Most baby boomers, even those past retirement age, say that they don't know much about Medicare, the federal health insurance plan for seniors.
And their ignorance could end up costing them money.
In a survey conducted by the National Council on Aging and insurer UnitedHealthcare, just 46% of seniors said that they understand Medicare and how it works.
About a third said that the program either is confusing or they don't understand it well. Fully 16% said that they are at a complete loss when it comes to Medicare.
When asked about some standard Medicare issues, the majority of seniors don't have their facts straight.
Just one-third could identify that Medicare Part A is the hospital insurance component of the program, and just 23% responded that Medicare Part B is the part that covers doctor visits.
Forget about Part C. Most wouldn't even take a guess.
The passage of the Patient Protection and Affordable Care Act of 2010, the health care system reform law, ushers in some more twists on coverage, which boomers and seniors also are confused about, according to the survey.
One area where pre-retirees get into trouble is by not applying for Medicare on time.
The government recommends applying about three months before the 65th birthday, even if the applicant doesn't intend to use it for some time.
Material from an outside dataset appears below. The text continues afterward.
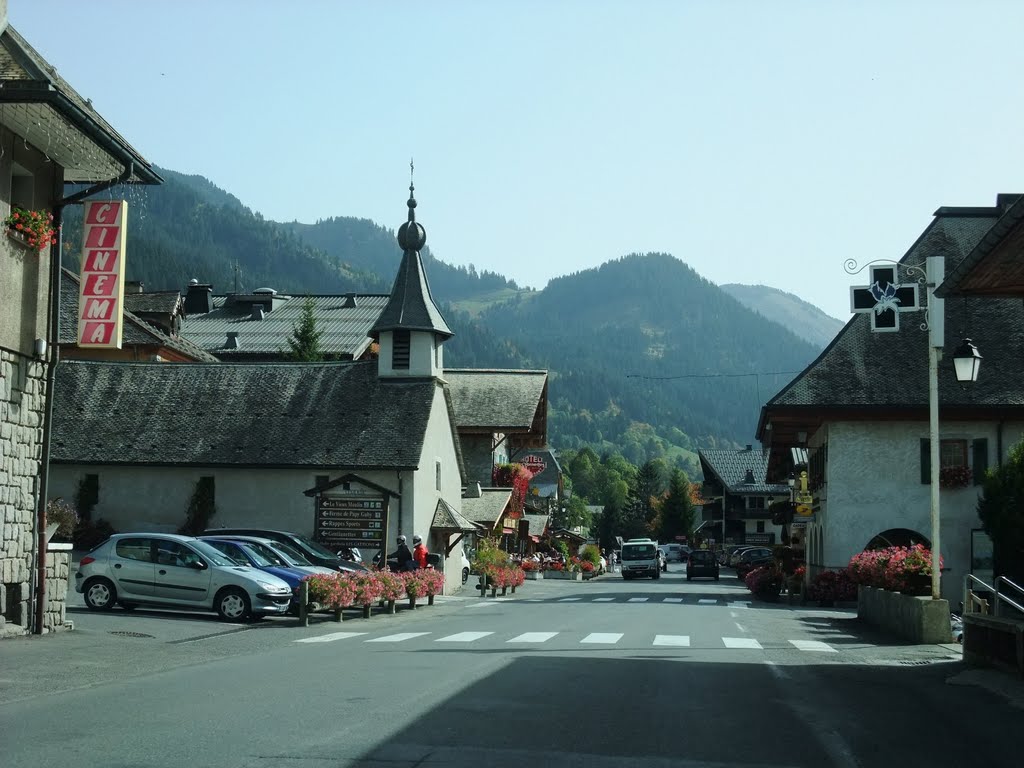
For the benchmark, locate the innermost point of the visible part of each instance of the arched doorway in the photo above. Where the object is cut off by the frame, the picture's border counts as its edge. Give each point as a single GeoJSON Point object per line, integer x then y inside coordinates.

Waiting too long can trigger a 10% premium penalty on Medicare Part B in some situations.
For those on Medicare already, few know that the passage of the health care system reform law changed the annual open-enrollment period for those who want to change their coverage options. In previous years, open enrollment was between Nov. 15 and Dec. 31, but it will open a month earlier this year and end Dec. 7, which could be a surprise to those who wait too long to elect to make a change.
The majority of those surveyed (63%) said they think that the deadline is unchanged this year.
Many on Medicare lose money by not shopping around.
Medicare Part C (typically called Medicare Advantage), Part D (prescription coverage) and so-called Medigap policies all are offered by private insurers that compete on price alone, said Howard Bedlin, vice president for public policy and advocacy at NCOA.
Because the terms of the policies are standardized, the only real difference between competing policies is the price, yet people still don't comparison-shop, which could save many of them money.
“I am hopeful that baby boomers coming into Medicare by the rate of 10,000 a day will be more comfortable using the Internet” to shop around, Mr. Bedlin said.